Another reason the July 1st, 2017 date is nearly impossible is due to the fact that the design for the Model 3 isn’t yet finalized. As was reported in BGR, the trunk and front grill are still being revised. Which means that Tesla and its suppliers collectively have ~1 year to finalize the design, and produce the world’s first mass market electric car. This is a truly Muskian timeframe, one which is well beyond the normal realm of ambition. This timeframe speaks to Musk’s need for the world to switch to sustainable transport, and an ambitious target was the only way to get ~400,000 pre-orders for a car almost no one has driven.
Source: Motor Trend
If Musk and Tesla had given the Model 3 a timeframe that it could hit with even 90% certainty, then it is very unlikely that the ensuing buying frenzy after the unveil would have occurred. If Tesla was being pragmatic, they could have given a date four or even five years out. But four or five years out is nowhere near as exciting, and would not have allowed Tesla to raise an extra $1.7 billion to put towards the Model 3 program as they did recently.
As Electrek reported, “Capital supports accelerated ramp of Model 3. Because of the overwhelming demand that it has received for Model 3, Tesla intends to use the net proceeds from this offering to accelerate the ramp of Model 3. As noted in the Company’s first quarter shareholder letter, Tesla intends to start volume production and deliveries of Model 3 in late 2017 and to accelerate its 500,000 unit build plan from 2020 to 2018. Proceeds may be used for working capital and other general corporate purposes as well.”
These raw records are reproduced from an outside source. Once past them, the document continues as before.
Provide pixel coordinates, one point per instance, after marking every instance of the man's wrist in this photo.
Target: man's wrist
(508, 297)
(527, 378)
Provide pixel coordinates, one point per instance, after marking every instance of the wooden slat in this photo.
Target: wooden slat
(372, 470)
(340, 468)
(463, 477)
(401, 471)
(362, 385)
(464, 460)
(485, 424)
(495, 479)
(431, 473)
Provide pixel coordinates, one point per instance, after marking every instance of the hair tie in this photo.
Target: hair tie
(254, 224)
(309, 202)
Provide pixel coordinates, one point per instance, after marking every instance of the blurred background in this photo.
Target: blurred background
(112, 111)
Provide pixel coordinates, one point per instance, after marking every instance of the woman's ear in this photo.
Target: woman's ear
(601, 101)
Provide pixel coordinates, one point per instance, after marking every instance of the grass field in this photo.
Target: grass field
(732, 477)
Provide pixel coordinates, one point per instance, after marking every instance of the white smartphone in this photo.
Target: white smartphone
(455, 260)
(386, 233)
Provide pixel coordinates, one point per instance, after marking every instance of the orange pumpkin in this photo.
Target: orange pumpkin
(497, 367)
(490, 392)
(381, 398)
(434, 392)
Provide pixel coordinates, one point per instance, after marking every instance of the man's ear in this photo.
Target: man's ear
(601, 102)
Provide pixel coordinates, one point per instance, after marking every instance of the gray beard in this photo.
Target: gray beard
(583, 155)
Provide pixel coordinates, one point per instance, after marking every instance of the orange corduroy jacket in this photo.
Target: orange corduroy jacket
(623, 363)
Youtube: Fabien Tivolle via Tesla Motors
As a Model 3 reservation holder myself, I would be overjoyed to see a Model 3 sitting in my driveway by the end of 2017. However, I’m glad that Musk and Tesla set serious deadlines that are nearly impossible to reach. Those deadlines put a blazing fire under Tesla that drives them to achieve their "ludicrous" goals late, but achieve them nonetheless. So even though Tesla is not great at meeting production targets, they are exceptional at making people care about electric vehicles, and sustainable transportation in general.
It is superhuman efforts like this that enable Musk and Tesla to achieve the impossible. As Will Oremus in Slate so eloquently reflects, “Musk’s track record of promising the impossible is matched only by his track record of delivering the wildly improbable.”
Flickr: TED Conference
Ultimately, I think I would be disappointed if the Tesla Model 3 arrived exactly on schedule. Imagine if all of Tesla’s vehicles arrived on time. Actually meeting aggressive timetables does not allow for cars with blistering 0-60 MPH times, or Bondesque features like a bio-defense mode and falcon wing doors, or S?X appeal for that matter.
In my mind, an on time Model 3 would equal a Model 3 that didn’t reach its potential. But I’m not worried, Musk and Tesla have never failed to deliver on the wildly improbable.